私のカゲたちは、全て私が無から生み出した。
数え切れないくらいのカゲの中で、
ある特殊な連中には名前がついている者もいる。
名前のつけ方はいつも適当だ。加藤とか田中とか。


新宿駅に着いた。
様々な種類のたくさんの人混みで溢れている。

「加藤、カケラさえも残すな」
トドメを刺すことを私は命じた。

一瞬で破裂してバラバラになった標的の姿が、
私の脳内のスクリーンに浮かんだ。
その炸裂した肉片のひとつひとつがさらに破裂し、
この繰り返しで、
文字通り標的はカケラさえも残さずに消滅した。


加藤はかつて、
何人もの相手を霊的に封殺した。
肉持ち、つまり人間として生きている相手もいたし、
そして無論、
肉を持たない霊的な存在のみの相手もいた。

肉持ちの相手が霊的に封殺されると、
この世に生を受ける人間としてどうなるかというと、
多くは何となく精気を失い元気がなくなる程度だが、
明らかな鬱病になったり、
病気や事故で入院することもある。

加藤のような封殺の最終実行者は、
私のカゲの中ではひとりだけではない。
もっとたくさんいる。
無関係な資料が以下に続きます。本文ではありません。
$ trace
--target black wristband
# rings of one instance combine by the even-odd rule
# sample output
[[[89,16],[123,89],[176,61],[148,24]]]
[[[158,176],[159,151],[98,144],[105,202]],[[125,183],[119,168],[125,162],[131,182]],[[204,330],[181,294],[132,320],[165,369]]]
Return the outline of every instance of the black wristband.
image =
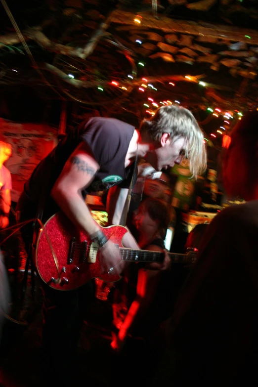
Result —
[[[91,240],[97,243],[100,247],[102,247],[108,241],[107,238],[101,230],[98,230],[89,236]]]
それぞれ特性や特徴がある。
私はそれらを、状況や目的によって使い分けてきた。

師匠が私に復帰の話を持ちかけた際、
私はこの手の裏稼業からは引退していた。
それまでは、
私は数年間こっそりと手を汚すような仕事を続け、
そして嫌気がさして引退を決意した。
およそ一ヶ月前のことだ。

しかし、
結局たった一ヶ月しか休めなかった。
師匠の誘いに乗ってしまったのは何故だろう?
正直にいうと、決断にあまり悩まなかった。
この理由については、
これからじっくりと自分の中で確かめていきたい。
当面、始末屋として働きながら・・・


新宿のような繁華街には、
一般には不可視のはずの存在が無数に集まっている。
いかがわしい者たちも多い。

今回、連続子供殺しの犯人であった動物を、
新宿のような場所で目立つように殺したことには、
ちょっとした意味がある。
いわゆる「見せしめ」としての。

毎日、日本のどこかで殺人事件が起こる。
それは仕方がない。
大昔からそうだった。今はむしろ減った方だ。

そして、それらの出来事の裏では、
ウマい汁を吸うために蠢く霊的原因もいたりする。
それも仕方がない。
大昔からずっとそうなのだから。

しかし目に余る行為というものもある。
今回の、ほぼ連日に渡る連続子供殺しなどはそうだ。

それはさすがにやり過ぎだろう、
という判断がどこかで誰かによって下され、
おそらくそれで私に始末依頼が来たのだろう。

もっと間隔を空けて散発的にやっていたら、
多分問題とはされなかった・・・のではないかと思う。


私は帰途についた。
うかつにも脳内スクリーンで垣間見てしまった、
何人かの犠牲者の子供たちを悼んで、
私は少しだけ合掌した。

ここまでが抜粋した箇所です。